Note: The grey zone covers the 95% confidence level [we can be 95% confident that the predicted average user rating scores will be within that area].

5 Analysis

5.0.1 What is the average user rating score for each rating?

# group the movies and shows by the rating group, then mind the mean rating score for each rating
stats_netflix <- filtered_netflix  %>% 
  group_by(rating) %>% 
  summarise(mean(user.rating.score))

# assign appropriate column names
names(stats_netflix) <- c("rating", "mean_score")

# arrange years from highest to lowest mean user score
ordered_stats_netflix <- arrange(stats_netflix, desc(mean_score))

knitr::kable(ordered_stats_netflix, align = "cc", caption = "Figure 4: The Average User Rating Score for Each Rating Group", col.names = c("Rating", "Average User Rating Score"))
Figure 4: The Average User Rating Score for Each Rating Group
Rating Average User Rating Score
TV-MA 88.52083
R 87.11111
TV-14 86.42553
PG 86.20168
TV-PG 85.85714
G 77.24561
TV-Y 75.60000
TV-Y7-FV 75.31250
TV-G 74.50000
PG-13 74.00000
TV-Y7 73.92857

5.0.2 Which release year has the best ratings?
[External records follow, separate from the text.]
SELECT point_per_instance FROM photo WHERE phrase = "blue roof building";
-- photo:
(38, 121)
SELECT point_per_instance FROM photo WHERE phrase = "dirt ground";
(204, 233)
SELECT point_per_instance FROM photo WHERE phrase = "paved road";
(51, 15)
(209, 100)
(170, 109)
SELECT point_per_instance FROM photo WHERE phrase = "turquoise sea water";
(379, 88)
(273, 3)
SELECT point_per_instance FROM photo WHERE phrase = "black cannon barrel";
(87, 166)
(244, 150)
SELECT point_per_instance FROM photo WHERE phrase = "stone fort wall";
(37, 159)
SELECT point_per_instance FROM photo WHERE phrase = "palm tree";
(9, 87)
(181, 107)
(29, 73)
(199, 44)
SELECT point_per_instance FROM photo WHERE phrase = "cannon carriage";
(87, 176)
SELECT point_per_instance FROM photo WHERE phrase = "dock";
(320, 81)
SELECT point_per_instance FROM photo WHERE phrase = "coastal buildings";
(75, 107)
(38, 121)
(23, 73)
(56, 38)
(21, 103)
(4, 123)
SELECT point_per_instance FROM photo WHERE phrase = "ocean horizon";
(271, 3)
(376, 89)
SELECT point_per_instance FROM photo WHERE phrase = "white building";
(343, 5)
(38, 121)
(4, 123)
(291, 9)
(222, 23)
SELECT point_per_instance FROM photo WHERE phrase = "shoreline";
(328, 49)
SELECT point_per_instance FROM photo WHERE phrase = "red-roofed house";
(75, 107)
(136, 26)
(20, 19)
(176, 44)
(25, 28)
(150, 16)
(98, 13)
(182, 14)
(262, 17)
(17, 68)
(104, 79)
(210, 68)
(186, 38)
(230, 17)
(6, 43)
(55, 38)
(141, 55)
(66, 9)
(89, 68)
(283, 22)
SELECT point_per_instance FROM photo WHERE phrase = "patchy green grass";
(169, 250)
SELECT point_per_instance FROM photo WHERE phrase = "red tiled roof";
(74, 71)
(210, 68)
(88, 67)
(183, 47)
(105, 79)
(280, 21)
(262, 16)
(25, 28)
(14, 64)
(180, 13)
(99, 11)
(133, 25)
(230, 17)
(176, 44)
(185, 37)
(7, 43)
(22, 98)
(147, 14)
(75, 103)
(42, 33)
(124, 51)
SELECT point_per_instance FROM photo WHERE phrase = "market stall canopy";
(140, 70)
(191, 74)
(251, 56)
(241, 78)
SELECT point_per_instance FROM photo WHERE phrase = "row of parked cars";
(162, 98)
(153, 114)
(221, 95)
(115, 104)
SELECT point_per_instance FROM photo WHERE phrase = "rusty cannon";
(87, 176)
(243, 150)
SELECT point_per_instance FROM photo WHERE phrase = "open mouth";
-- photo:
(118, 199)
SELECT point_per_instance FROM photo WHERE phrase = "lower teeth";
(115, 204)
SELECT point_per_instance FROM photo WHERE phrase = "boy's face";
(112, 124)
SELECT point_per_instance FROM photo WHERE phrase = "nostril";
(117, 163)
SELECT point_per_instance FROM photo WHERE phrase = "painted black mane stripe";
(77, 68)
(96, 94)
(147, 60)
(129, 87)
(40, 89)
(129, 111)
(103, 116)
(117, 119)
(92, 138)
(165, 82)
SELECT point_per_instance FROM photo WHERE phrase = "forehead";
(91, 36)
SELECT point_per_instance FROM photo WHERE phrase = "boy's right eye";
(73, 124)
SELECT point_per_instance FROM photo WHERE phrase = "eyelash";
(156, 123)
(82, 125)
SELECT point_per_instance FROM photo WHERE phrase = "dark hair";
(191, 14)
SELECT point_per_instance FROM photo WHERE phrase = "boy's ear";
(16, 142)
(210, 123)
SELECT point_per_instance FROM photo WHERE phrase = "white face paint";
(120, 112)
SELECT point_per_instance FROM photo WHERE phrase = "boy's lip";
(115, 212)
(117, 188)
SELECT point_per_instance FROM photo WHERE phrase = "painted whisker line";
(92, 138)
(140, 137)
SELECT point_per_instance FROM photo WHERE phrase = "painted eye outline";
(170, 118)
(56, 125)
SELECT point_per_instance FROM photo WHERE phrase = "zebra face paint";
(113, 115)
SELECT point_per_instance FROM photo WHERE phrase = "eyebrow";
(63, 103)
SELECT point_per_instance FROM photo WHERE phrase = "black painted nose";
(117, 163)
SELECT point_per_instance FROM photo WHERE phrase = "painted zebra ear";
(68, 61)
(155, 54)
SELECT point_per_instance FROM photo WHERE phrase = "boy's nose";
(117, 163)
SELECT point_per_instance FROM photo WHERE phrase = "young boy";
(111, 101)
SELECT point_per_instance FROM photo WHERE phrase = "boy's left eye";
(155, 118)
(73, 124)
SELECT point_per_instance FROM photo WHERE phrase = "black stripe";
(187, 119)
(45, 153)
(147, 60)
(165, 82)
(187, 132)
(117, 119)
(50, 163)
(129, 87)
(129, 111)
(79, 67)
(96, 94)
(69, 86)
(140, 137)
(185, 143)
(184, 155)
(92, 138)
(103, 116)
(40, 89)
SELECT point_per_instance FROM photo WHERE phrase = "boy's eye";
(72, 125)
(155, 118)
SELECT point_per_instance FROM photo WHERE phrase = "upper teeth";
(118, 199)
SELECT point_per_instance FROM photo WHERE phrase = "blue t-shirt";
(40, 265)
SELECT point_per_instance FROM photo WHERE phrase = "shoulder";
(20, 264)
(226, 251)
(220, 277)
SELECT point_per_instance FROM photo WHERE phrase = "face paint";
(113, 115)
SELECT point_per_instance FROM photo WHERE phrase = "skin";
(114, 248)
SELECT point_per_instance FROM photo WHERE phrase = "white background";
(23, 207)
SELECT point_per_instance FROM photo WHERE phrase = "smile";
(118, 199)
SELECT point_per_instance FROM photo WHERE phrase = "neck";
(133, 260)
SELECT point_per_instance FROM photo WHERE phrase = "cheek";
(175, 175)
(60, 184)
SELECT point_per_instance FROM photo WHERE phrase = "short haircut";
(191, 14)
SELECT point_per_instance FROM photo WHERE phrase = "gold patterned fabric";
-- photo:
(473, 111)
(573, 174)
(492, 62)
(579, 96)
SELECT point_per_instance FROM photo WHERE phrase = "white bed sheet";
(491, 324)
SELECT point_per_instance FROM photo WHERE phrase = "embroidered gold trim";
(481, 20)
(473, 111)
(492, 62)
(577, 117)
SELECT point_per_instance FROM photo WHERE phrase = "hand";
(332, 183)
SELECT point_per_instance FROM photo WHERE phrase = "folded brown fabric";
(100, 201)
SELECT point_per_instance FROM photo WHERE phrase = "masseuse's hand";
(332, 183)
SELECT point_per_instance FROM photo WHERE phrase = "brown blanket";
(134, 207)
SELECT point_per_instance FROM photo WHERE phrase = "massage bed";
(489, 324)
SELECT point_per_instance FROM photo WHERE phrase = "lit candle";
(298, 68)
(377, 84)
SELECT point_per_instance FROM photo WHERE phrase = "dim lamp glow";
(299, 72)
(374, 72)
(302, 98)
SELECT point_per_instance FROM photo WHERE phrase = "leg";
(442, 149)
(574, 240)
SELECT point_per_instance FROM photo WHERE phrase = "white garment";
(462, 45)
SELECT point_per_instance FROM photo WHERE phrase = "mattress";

# group the movies and shows by release year, then find the mean user rating score for each release year 
stats_netflix2 <- filtered_netflix %>% 
  group_by(release.year) %>% 
  summarise(mean(user.rating.score)) 

# assign appropriate column names
names(stats_netflix2) <- c("release_year", "mean_score")

# arrange years from highest to lowest mean user score
ordered_stats_netflix2 <- arrange(stats_netflix2, desc(mean_score))



knitr::kable(ordered_stats_netflix2, align = "cc", caption = "Figure 5: The Average User Rating Score for Each Year the Movies Were Released", col.names = c("Release Year", "Average User Rating Score"))
Figure 5: The Average User Rating Score for Each Year the Movies Were Released
Release Year Average User Rating Score
2017 90.42623
2002 89.37500
2011 89.33333
2005 89.30000
2000 88.91667
2008 87.18750
2001 87.00000
2016 86.68020
1978 86.00000
1993 85.00000
2012 84.55556
2015 84.50000
1997 83.50000
2004 83.50000
1999 82.80000
2003 82.10000
1994 82.00000
2013 81.36000
2009 80.85714
1989 80.00000
1998 79.23077
2010 78.23077
2014 78.00000
2007 74.30769
2006 72.66667
1992 70.00000
1982 68.00000
1986 67.00000
1995 65.66667
1990 65.00000
1940 61.00000
1987 58.00000

6 Conclusion

6.0.1 Question 1

For the media available on Netflix, the more popular media (with the highest rating scores) have more recent release years for movies and TV shows [figure 3, 5]. There is also a large increase in average user rating score for movies released after the 1980s [figure 3,5]

6.0.2 Question 2

As for rating groups, the most popular were not necessarily the most common. For example, the R rating was the least common but one of the most popular [figures 1,2]. Generally, the media targeted toward older viewers (R, TV-MA) tended to be more popular, but media for all ages tended to be most common (PG, TV-14) [figures 1,2,4].

6.0.3 Future Research

Because Netflix has different media options around the globe, future research could analyze these same patterns in other regions of the world.